6. Prepare to issue refunds.
Collecting the amount the patient is responsible for before services are rendered is never an exact science because amounts are always an estimate. This means practices may need to issue refunds if they collect more than what the insurance company deems the patient ultimately owes, says Bapat.
She suggests running a monthly refund report from within the practice management system. Then check to ensure those refunds are legitimate, meaning that a payer didn’t accidentally overpay the claim. Also check to determine whether there are any pending claims to which the refund could be applied.
Once the practice is sure the patient is owed that money, the clock starts ticking in terms of when it must issue that refund, says Bapat. Each state has its own specific requirements for other payers, she adds.
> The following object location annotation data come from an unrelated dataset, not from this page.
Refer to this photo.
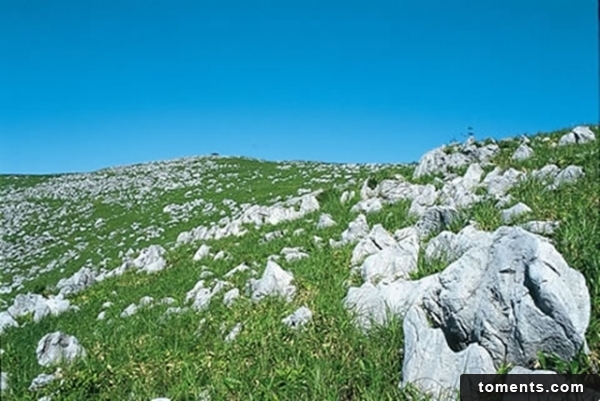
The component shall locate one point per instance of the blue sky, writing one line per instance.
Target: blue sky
(91, 84)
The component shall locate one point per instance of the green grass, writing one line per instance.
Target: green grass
(145, 356)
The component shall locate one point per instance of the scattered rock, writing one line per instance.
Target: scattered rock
(368, 206)
(569, 175)
(292, 254)
(518, 210)
(299, 318)
(435, 219)
(231, 296)
(377, 239)
(579, 135)
(541, 227)
(346, 196)
(515, 296)
(357, 229)
(431, 365)
(274, 281)
(202, 252)
(130, 310)
(57, 347)
(240, 268)
(233, 333)
(325, 221)
(6, 321)
(82, 279)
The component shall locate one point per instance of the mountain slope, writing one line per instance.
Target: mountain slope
(132, 232)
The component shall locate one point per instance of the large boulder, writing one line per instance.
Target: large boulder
(431, 365)
(515, 296)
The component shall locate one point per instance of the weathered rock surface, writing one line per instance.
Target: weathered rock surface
(202, 252)
(38, 305)
(82, 279)
(435, 219)
(515, 297)
(514, 212)
(57, 347)
(274, 281)
(325, 221)
(579, 135)
(299, 318)
(431, 365)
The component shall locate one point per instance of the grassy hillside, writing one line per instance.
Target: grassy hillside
(55, 225)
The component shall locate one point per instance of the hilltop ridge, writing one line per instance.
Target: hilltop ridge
(236, 278)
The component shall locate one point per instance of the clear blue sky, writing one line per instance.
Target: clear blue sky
(90, 84)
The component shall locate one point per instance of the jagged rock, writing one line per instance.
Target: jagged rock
(457, 193)
(233, 333)
(366, 192)
(292, 254)
(130, 310)
(201, 295)
(515, 296)
(231, 296)
(6, 321)
(368, 206)
(372, 303)
(579, 135)
(299, 318)
(220, 255)
(202, 252)
(346, 196)
(435, 219)
(274, 281)
(357, 229)
(57, 347)
(272, 235)
(569, 175)
(240, 268)
(548, 172)
(449, 246)
(325, 221)
(150, 259)
(541, 227)
(523, 152)
(377, 239)
(79, 281)
(510, 214)
(393, 262)
(38, 305)
(432, 366)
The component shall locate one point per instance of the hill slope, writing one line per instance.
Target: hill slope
(136, 263)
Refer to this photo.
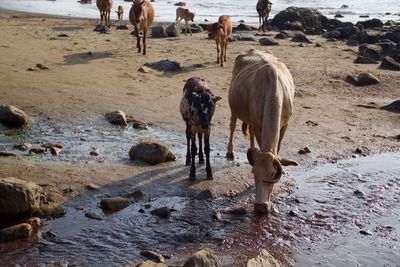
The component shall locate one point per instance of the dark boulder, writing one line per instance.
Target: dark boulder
(305, 18)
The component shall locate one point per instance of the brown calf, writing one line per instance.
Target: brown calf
(141, 16)
(222, 30)
(105, 9)
(120, 13)
(185, 14)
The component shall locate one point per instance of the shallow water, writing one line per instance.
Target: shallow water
(211, 9)
(324, 211)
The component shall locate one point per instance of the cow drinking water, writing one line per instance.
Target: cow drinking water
(197, 108)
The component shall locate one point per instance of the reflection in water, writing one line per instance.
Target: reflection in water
(342, 214)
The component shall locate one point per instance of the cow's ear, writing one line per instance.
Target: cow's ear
(216, 99)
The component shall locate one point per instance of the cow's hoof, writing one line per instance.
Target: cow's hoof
(261, 208)
(229, 155)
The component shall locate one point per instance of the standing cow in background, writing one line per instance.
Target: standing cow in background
(105, 9)
(197, 108)
(261, 95)
(185, 14)
(141, 16)
(263, 8)
(222, 30)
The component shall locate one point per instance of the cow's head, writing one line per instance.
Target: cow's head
(204, 105)
(267, 170)
(138, 9)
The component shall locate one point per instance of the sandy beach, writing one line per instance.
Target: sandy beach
(91, 74)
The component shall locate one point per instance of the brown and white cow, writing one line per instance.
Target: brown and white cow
(222, 30)
(261, 95)
(141, 16)
(105, 9)
(197, 108)
(185, 14)
(120, 13)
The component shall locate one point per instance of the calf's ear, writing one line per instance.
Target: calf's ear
(288, 162)
(216, 99)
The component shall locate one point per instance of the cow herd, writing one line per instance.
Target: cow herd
(261, 95)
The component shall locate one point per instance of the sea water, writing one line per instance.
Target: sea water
(210, 10)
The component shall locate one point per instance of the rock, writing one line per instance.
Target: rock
(151, 263)
(19, 196)
(393, 107)
(93, 215)
(389, 63)
(92, 187)
(117, 117)
(140, 125)
(300, 38)
(114, 204)
(172, 31)
(7, 154)
(23, 146)
(306, 18)
(159, 31)
(242, 36)
(202, 258)
(268, 42)
(370, 51)
(331, 34)
(151, 152)
(363, 79)
(144, 69)
(371, 23)
(163, 212)
(12, 116)
(205, 195)
(305, 150)
(37, 150)
(244, 27)
(180, 4)
(365, 60)
(264, 259)
(95, 151)
(152, 255)
(165, 65)
(55, 150)
(15, 232)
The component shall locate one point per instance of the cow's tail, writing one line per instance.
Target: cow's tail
(245, 130)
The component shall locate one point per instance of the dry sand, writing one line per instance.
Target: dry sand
(80, 88)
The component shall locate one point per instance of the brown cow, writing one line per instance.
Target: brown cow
(141, 16)
(185, 14)
(120, 13)
(105, 9)
(261, 95)
(222, 29)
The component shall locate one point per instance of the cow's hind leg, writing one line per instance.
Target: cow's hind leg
(188, 138)
(192, 175)
(207, 151)
(229, 152)
(201, 156)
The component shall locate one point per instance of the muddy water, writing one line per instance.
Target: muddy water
(344, 214)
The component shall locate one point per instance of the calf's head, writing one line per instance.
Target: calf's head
(267, 170)
(204, 105)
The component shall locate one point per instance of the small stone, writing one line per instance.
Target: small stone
(163, 212)
(114, 204)
(305, 150)
(93, 215)
(23, 146)
(92, 187)
(95, 151)
(152, 255)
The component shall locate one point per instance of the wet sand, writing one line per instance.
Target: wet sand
(80, 87)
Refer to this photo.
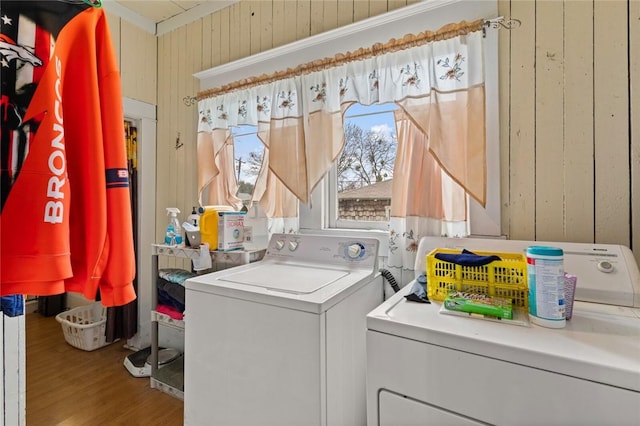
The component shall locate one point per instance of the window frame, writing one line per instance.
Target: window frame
(484, 221)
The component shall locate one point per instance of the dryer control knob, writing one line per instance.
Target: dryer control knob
(605, 266)
(354, 251)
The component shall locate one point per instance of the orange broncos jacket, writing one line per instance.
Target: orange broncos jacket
(66, 216)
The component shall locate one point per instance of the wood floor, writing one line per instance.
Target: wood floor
(68, 386)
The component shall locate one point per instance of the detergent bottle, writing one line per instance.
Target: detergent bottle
(173, 235)
(209, 224)
(194, 217)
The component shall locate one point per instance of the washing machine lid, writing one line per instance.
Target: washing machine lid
(300, 286)
(600, 343)
(287, 278)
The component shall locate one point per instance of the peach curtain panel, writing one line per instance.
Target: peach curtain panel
(436, 78)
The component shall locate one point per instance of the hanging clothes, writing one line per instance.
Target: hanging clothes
(65, 223)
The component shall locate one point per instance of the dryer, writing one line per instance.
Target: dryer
(424, 367)
(282, 341)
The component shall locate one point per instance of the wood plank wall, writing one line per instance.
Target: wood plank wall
(569, 121)
(569, 105)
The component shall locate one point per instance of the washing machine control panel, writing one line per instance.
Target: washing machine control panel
(324, 249)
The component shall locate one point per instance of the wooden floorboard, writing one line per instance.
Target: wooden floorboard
(68, 386)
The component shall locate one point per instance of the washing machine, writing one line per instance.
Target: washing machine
(428, 368)
(282, 341)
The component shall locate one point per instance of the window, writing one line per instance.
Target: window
(364, 170)
(248, 152)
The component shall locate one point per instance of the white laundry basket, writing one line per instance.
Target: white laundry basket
(84, 326)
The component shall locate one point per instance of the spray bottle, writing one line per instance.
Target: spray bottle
(194, 220)
(173, 235)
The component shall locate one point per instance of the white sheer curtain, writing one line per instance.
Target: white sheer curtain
(439, 85)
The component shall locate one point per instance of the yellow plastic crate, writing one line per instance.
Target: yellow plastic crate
(506, 278)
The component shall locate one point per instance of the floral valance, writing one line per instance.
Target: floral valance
(440, 85)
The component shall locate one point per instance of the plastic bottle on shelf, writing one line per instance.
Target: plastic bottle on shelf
(209, 224)
(173, 234)
(194, 217)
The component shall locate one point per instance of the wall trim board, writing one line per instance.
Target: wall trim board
(414, 18)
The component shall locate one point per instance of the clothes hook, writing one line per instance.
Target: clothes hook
(500, 21)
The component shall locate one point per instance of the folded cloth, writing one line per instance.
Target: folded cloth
(170, 311)
(13, 305)
(467, 258)
(171, 294)
(175, 275)
(418, 292)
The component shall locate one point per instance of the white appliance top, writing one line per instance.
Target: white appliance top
(601, 342)
(606, 273)
(299, 271)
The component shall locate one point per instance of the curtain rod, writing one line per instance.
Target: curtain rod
(408, 41)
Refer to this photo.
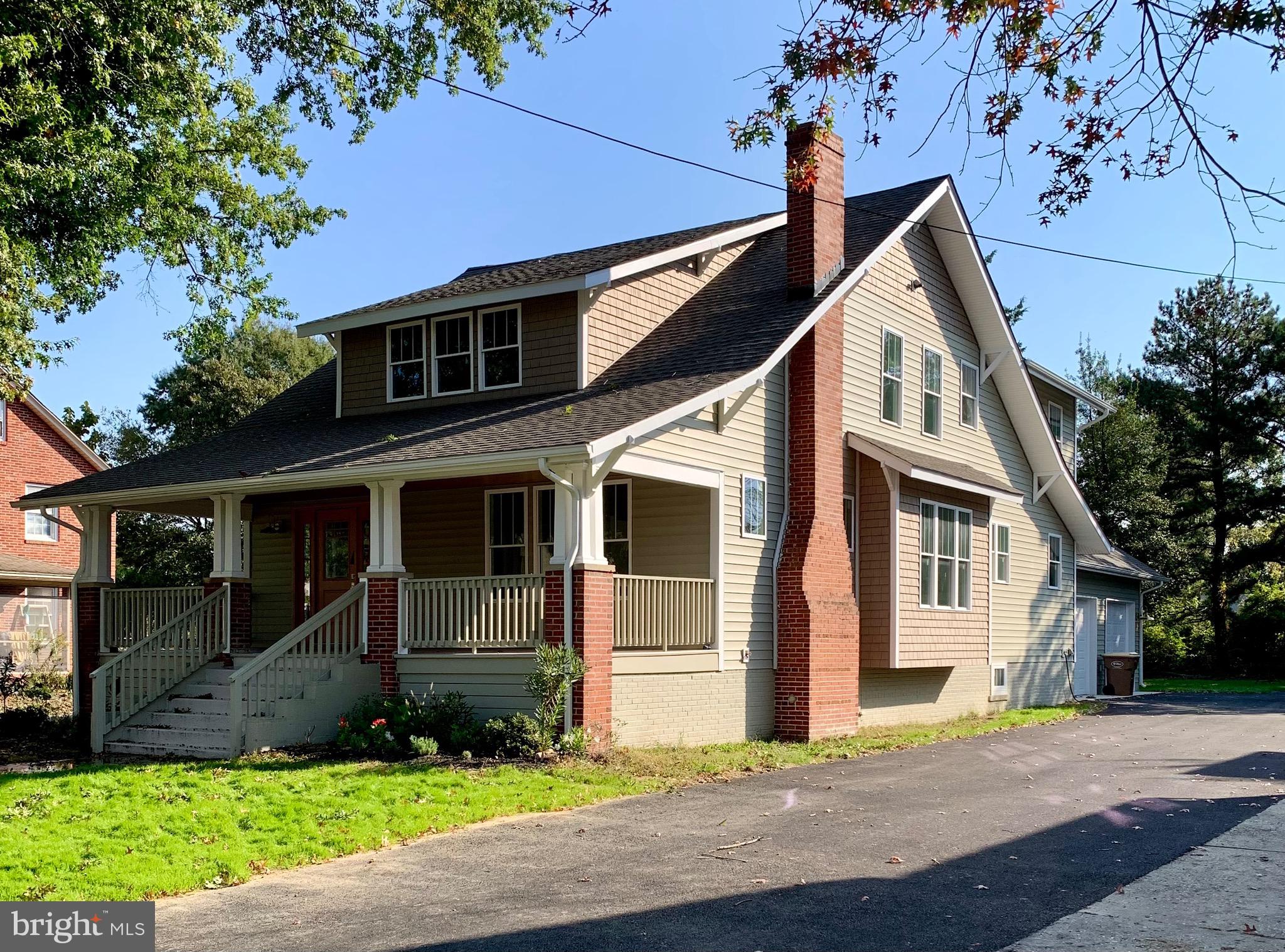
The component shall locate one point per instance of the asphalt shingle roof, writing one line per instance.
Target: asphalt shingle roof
(728, 329)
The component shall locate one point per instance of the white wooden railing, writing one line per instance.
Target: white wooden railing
(131, 615)
(663, 615)
(473, 615)
(333, 637)
(131, 680)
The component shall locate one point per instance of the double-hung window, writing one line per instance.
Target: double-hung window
(945, 557)
(38, 527)
(1055, 420)
(893, 347)
(452, 355)
(932, 392)
(969, 389)
(407, 371)
(501, 349)
(616, 526)
(506, 532)
(1054, 561)
(1001, 550)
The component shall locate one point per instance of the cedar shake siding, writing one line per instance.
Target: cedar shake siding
(626, 312)
(548, 359)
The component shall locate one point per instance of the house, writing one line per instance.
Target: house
(1111, 589)
(39, 550)
(778, 476)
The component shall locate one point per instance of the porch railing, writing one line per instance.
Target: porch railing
(473, 615)
(333, 637)
(131, 615)
(148, 669)
(663, 615)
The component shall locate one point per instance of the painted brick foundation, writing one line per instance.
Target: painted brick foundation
(593, 633)
(382, 630)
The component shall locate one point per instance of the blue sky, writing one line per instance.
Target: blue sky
(450, 181)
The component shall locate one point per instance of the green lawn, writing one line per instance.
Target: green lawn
(1205, 685)
(130, 832)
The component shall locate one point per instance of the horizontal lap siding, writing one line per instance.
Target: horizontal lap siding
(630, 310)
(1028, 622)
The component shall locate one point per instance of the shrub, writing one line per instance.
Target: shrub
(555, 670)
(513, 735)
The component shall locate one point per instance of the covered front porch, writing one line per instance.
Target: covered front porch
(431, 584)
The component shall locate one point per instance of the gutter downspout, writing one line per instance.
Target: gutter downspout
(568, 559)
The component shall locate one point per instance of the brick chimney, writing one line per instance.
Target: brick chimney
(814, 245)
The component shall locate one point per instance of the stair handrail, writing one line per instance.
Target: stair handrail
(349, 644)
(156, 679)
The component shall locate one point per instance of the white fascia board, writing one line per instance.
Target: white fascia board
(986, 314)
(686, 251)
(450, 467)
(838, 294)
(500, 296)
(57, 425)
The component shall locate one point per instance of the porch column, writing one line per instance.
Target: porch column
(230, 567)
(579, 539)
(383, 583)
(93, 576)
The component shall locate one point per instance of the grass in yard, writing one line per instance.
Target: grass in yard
(129, 832)
(1206, 685)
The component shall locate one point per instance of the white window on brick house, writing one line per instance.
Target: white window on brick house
(754, 507)
(501, 349)
(1054, 561)
(893, 347)
(969, 391)
(1001, 551)
(39, 528)
(506, 532)
(945, 557)
(452, 355)
(932, 392)
(408, 377)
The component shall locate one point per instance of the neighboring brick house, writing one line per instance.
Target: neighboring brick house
(38, 557)
(783, 474)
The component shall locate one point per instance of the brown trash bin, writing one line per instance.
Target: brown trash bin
(1119, 672)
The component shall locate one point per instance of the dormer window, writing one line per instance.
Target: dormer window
(452, 355)
(407, 372)
(501, 349)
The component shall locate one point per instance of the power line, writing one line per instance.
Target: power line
(777, 187)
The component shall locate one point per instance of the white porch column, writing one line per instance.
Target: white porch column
(386, 526)
(95, 564)
(229, 542)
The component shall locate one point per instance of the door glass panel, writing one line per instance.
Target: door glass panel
(334, 557)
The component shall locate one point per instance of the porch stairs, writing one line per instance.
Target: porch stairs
(193, 719)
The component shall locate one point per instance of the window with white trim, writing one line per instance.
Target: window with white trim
(945, 557)
(506, 532)
(452, 355)
(754, 507)
(501, 349)
(1055, 420)
(969, 389)
(617, 524)
(1054, 561)
(38, 527)
(1001, 550)
(408, 377)
(932, 392)
(893, 349)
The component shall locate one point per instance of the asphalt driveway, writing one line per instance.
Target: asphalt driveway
(959, 845)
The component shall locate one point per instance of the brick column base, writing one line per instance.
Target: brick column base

Bapat suggests budgeting a couple thousand dollars a month for refunds. “Believe it or not, creating and maintaining this budget is still cheaper than invoicing patients after services are rendered and following up with unpaid balances,” she adds.
7. Make it easy for patients to pay.
Providing patients with multiple options to pay their bills (e.g., cash, check, credit/debit card, text to pay, or email to pay) can increase the likelihood that patients will follow through with payment, says Bapat.
Experts agree that now is the time to improve the patient collections process. “Health care organizations need to compensate staff, invest in new technology, and support the services they offer to patients,” says Hutson. “Reimbursement for health care services is essential to sustaining high quality care to the communities they serve.”